Warriors head coach Steve Kerr is among the most eager and verbose figures in the NBA, which makes him the opposite of Thunder guard Russell Westbrook. Whereas Kerr will take the time to give his thoughts on gun control or own up to his own mistakes, Westbrook has pretty much always been antagonistic to the media. Kerr thinks it’s going too far.
The primary recipient of Westbrook’s icy refusal to talk at pressers has been the Oklahoman’s Berry Tramel, who wrote a column earlier this month about Westbrook’s habitual “next question” response. Tramel told Slate’s Nick Greene that he thinks Westbrook put up his wall this season after taking issue with a question the columnist asked after a January overtime loss to the Lakers. Of course, their non-relationship goes back years, as Westbrook straight up told Tramel in 2015, “I don’t like you.” In his column, Tramel believes that Westbrook’s beef isn’t with him, but rather “media in general.”

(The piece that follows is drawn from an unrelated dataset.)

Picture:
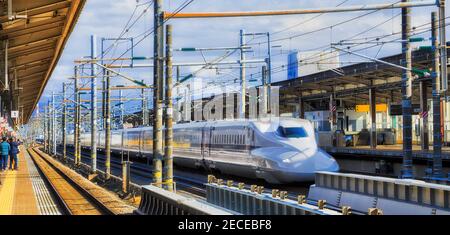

Kerr spoke to The Athletic’s Ethan Strauss after the Warriors’ game Sunday, saying of Westbrook’s presser approach, “I think it’s dangerous for the league.” To the Warriors coach, Westbrook’s behavior jeopardizes the NBA’s star-driven model, where players are marketed by the league on the force of their personalities as much as what they do on the court:
I just feel that we have to be very careful as a league. We’re in a good place right now. Very popular. Fans love the game, the social dynamic, the fashion. But more than anything they love the connection they feel to the players. I think it’s important for the players to understand that it’s a key dynamic to this league. I don’t think this is a healthy dynamic, for this league, for any player, any team, any local media, any national media.
There’s always been this stuff. There’s always been players and media members having issues and maybe non-responses, whatever. I don’t think this is brand new, but we’re in an era where there’s 24/7 access, and that access is what’s driven revenue so much and players need to remember that.
Candor in players and coaches can be harder to find in MLB or the NFL, and it makes sense that the NBA would have a little trouble if more of its best players acted like Westbrook and openly scorned anyone with a microphone. Is his iciness in any danger of creating that slippery of a slope, though? Every league has had its share of superstar assholes. Tramel can continue to ask his inoffensive questions, while Westbrook can continue to be a jerk about it, but it’s tough to see this tactic catching on. Very few people are as unbending or competitive as Westbrook in the first place.